Hacker News new | ask | show | jobs
by leminimal 1095 days ago
Maybe this is more of a general ML question but I faced it when transformers became popular. Do you know of a project-based tutorial that talks more about neural net architecture, hyperparameters selection and debugging? Something that walks through getting poor results and make explicit the reasoning for tweaking?

When I try to use transformers or any AI thing on a toy problem I come up with, it never works. And there's this blackbox of training that's hard to debug into. Yes, for the available resources, if you pick the exact problem, the exact NN architecture and exact hyperparameters, it all works out. But surely they didn't get that on the first try. So what's the tweaking process?

1 comments

There is A. Karpathy's recipe for training NNs but it is not a walkthrough with an example:

https://karpathy.github.io/2019/04/25/recipe/

but the general idea of "get something that can overfit first" is probably pretty good.

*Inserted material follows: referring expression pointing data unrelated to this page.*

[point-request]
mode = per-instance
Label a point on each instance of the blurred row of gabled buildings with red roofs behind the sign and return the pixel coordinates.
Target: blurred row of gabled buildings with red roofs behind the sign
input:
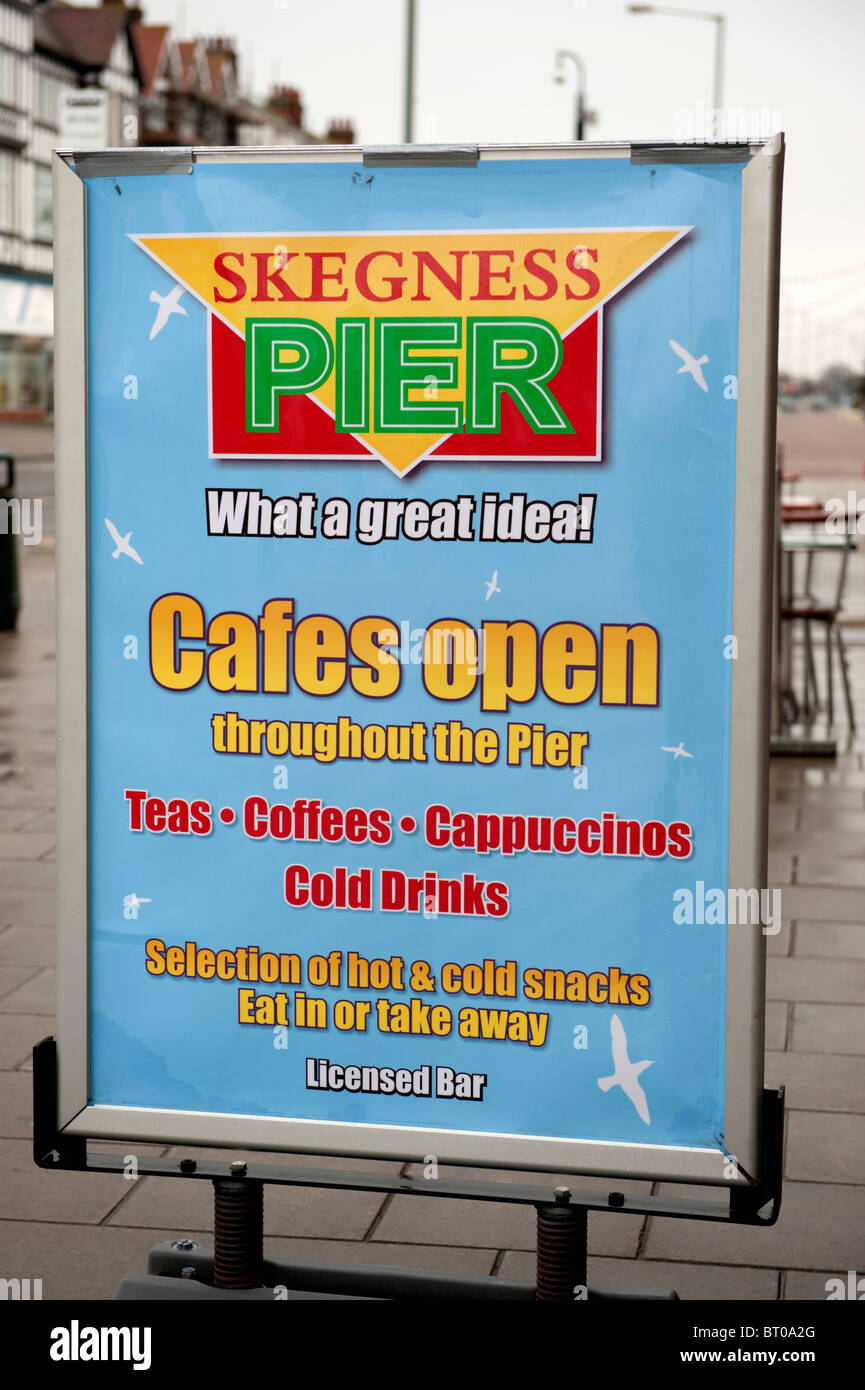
(92, 77)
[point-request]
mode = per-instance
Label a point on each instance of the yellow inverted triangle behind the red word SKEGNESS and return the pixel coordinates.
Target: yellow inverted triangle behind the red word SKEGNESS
(560, 277)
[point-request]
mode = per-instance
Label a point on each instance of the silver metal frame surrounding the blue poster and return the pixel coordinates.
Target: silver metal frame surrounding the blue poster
(77, 1115)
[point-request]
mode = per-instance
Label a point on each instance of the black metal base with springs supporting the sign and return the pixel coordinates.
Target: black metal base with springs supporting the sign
(237, 1267)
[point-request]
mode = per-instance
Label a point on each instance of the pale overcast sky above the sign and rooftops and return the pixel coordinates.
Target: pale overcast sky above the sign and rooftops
(485, 74)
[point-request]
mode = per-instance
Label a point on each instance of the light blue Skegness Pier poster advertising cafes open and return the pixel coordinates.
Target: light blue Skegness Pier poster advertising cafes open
(411, 534)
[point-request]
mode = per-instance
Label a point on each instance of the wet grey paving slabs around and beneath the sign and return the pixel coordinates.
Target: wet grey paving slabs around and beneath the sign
(81, 1234)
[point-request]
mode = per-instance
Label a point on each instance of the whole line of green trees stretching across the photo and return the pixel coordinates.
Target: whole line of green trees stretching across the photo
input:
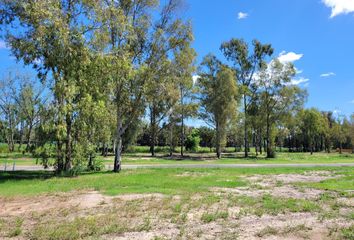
(117, 72)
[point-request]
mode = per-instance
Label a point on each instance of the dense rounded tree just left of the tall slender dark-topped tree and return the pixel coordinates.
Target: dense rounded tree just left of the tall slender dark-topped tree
(218, 92)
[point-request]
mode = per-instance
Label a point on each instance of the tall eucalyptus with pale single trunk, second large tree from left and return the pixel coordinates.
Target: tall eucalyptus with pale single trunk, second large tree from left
(132, 45)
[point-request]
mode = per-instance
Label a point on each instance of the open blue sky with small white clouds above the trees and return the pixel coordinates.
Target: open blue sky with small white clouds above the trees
(316, 35)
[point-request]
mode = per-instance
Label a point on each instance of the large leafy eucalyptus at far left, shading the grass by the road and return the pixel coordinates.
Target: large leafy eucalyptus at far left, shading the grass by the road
(52, 39)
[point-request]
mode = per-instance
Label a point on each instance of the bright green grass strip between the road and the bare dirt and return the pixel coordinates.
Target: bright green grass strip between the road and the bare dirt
(166, 181)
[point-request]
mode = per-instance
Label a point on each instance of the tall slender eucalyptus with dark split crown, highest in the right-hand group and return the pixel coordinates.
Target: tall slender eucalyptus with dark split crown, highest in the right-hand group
(246, 64)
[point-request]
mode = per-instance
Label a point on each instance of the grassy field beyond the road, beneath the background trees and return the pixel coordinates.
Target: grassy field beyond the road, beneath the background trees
(196, 158)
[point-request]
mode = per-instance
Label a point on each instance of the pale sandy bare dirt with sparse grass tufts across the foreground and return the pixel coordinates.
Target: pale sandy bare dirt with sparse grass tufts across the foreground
(211, 215)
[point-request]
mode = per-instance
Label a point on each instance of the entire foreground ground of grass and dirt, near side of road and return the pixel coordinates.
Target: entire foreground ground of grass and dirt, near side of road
(264, 203)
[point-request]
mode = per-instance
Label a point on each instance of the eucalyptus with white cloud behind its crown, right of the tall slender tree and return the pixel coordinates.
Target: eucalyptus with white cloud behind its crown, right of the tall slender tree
(278, 97)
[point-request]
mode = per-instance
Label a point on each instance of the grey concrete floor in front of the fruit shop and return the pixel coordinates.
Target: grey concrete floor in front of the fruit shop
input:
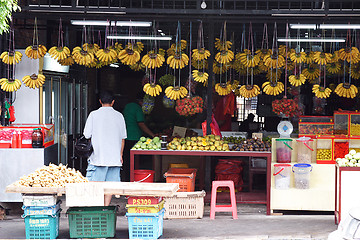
(253, 223)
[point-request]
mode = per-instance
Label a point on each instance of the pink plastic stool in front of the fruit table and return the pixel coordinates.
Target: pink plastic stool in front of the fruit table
(223, 208)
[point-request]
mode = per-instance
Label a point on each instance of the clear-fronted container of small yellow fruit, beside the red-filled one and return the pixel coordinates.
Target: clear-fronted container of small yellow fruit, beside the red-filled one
(324, 150)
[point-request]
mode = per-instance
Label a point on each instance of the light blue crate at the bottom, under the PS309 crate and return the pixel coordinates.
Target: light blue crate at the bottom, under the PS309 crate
(145, 225)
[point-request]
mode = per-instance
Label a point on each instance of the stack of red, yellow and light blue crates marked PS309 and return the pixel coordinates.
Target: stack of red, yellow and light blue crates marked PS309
(145, 217)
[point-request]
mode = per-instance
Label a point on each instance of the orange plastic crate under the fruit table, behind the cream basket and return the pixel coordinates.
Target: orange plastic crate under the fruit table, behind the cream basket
(184, 176)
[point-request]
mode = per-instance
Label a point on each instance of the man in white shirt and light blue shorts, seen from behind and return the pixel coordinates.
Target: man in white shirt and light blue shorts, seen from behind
(107, 130)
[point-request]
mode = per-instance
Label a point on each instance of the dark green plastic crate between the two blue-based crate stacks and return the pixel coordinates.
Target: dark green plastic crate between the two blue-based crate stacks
(92, 222)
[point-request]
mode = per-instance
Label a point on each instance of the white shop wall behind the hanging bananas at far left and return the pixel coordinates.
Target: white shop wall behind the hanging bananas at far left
(27, 99)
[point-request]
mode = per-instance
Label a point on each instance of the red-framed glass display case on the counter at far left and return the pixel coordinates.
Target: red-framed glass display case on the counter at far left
(26, 130)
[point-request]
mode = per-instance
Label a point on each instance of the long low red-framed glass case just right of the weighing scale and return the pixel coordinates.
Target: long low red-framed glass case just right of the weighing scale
(315, 128)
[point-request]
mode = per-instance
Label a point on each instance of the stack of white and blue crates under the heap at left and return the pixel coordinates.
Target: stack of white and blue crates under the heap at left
(42, 216)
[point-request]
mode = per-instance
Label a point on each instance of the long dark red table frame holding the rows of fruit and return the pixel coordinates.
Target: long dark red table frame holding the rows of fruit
(267, 155)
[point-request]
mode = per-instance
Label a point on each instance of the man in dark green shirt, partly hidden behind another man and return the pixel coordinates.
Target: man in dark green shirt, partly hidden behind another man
(135, 128)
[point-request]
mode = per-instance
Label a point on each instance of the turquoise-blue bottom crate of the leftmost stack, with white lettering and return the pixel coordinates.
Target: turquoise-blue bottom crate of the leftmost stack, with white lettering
(42, 226)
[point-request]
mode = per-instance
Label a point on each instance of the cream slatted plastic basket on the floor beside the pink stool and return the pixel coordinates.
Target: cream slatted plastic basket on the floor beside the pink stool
(185, 205)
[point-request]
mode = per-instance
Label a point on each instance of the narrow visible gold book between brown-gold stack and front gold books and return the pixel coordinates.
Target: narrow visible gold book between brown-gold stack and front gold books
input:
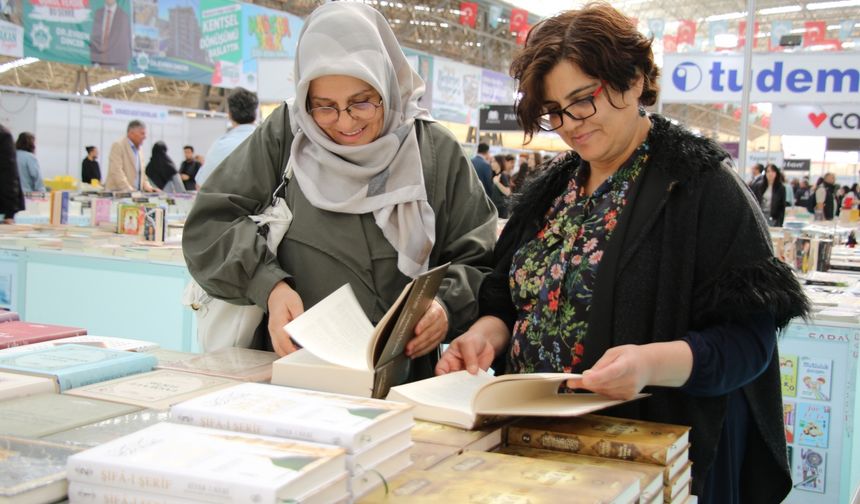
(650, 476)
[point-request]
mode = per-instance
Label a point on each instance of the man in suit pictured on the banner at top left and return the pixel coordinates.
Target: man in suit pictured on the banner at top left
(110, 39)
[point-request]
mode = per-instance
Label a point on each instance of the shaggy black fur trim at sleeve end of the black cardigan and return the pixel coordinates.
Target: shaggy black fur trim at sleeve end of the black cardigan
(768, 286)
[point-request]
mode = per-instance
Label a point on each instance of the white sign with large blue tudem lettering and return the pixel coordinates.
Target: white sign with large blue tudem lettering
(819, 78)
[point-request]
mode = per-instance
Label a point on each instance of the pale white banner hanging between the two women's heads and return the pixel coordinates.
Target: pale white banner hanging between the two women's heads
(456, 91)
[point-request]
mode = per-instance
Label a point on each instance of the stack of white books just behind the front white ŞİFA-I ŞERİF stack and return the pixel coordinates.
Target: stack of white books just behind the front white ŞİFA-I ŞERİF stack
(374, 433)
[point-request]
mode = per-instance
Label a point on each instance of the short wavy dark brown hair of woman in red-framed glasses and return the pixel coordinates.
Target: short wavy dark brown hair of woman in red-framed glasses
(599, 39)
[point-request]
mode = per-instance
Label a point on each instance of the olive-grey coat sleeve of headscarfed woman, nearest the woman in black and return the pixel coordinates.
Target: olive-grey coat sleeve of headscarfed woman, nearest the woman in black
(466, 226)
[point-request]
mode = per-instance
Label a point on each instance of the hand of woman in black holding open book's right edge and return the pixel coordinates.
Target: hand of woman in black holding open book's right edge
(620, 374)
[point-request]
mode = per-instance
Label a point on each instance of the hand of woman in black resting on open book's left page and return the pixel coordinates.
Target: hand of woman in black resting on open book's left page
(476, 348)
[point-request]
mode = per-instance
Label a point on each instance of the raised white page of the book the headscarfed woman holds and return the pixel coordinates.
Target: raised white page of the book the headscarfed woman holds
(335, 330)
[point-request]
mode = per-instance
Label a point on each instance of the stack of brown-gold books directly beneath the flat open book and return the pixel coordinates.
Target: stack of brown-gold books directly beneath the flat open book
(662, 445)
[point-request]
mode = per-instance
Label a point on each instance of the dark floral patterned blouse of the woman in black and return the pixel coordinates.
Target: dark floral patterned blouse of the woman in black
(552, 276)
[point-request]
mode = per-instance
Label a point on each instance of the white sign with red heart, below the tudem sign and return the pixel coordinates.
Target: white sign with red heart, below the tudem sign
(834, 121)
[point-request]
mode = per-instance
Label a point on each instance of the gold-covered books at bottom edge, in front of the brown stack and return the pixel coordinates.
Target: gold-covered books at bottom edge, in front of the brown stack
(496, 477)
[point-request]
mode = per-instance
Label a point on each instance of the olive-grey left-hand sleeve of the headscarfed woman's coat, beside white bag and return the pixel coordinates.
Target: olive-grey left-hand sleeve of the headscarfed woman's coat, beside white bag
(222, 248)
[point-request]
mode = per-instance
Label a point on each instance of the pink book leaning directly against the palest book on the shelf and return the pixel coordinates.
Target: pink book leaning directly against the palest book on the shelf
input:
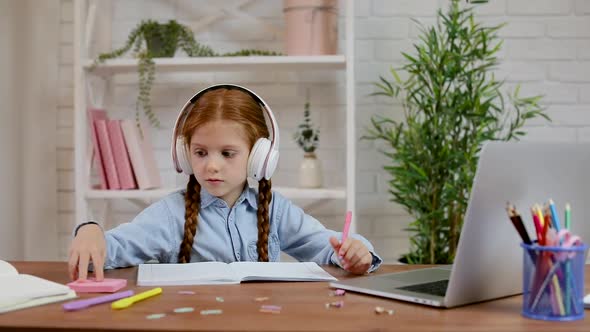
(122, 162)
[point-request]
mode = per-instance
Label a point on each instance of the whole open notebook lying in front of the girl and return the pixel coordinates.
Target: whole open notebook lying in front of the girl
(213, 273)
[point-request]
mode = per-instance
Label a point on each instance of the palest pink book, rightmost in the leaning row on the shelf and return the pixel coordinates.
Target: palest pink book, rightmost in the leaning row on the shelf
(141, 154)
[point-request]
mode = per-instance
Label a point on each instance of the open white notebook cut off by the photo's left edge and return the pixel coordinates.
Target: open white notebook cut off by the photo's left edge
(18, 291)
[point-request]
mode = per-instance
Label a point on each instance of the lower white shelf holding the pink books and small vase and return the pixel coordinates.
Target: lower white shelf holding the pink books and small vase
(289, 192)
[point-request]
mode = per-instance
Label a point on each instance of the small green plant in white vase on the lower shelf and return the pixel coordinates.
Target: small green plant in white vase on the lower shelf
(307, 137)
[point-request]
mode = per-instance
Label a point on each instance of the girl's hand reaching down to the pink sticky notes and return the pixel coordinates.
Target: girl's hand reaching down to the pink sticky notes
(88, 245)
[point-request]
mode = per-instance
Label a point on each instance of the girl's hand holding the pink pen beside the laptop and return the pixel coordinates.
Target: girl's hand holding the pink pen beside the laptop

In my experience getting the data right is probably the most underappreciated thing. Karpathy has data as step one, but in my experience, also data representation and sampling strategy does quite the miracle.

In Part II of our book we do an end-to-end project including e.g. a moment where nothing works until we crop around "regions of interest" to balance the per-pixel classes in the training data for the UNet. This has been something I have pasted into the PyTorch forums every now and then, too.

Thanks for linking me to that post! Its much better at expressing what I'm trying to say. I'll have a careful read of it now.

I think I'm still at a step before the overfit. It doesn't converge to a solution on its training data (fit or overfit). And all my data is artificially generated so no cleaning is needed (though choosing a representation still matters). I don't know if that's what you mean by getting the data right or something else. Example problems that "don't work": fizzbuzz, reverse all characters in a sentence.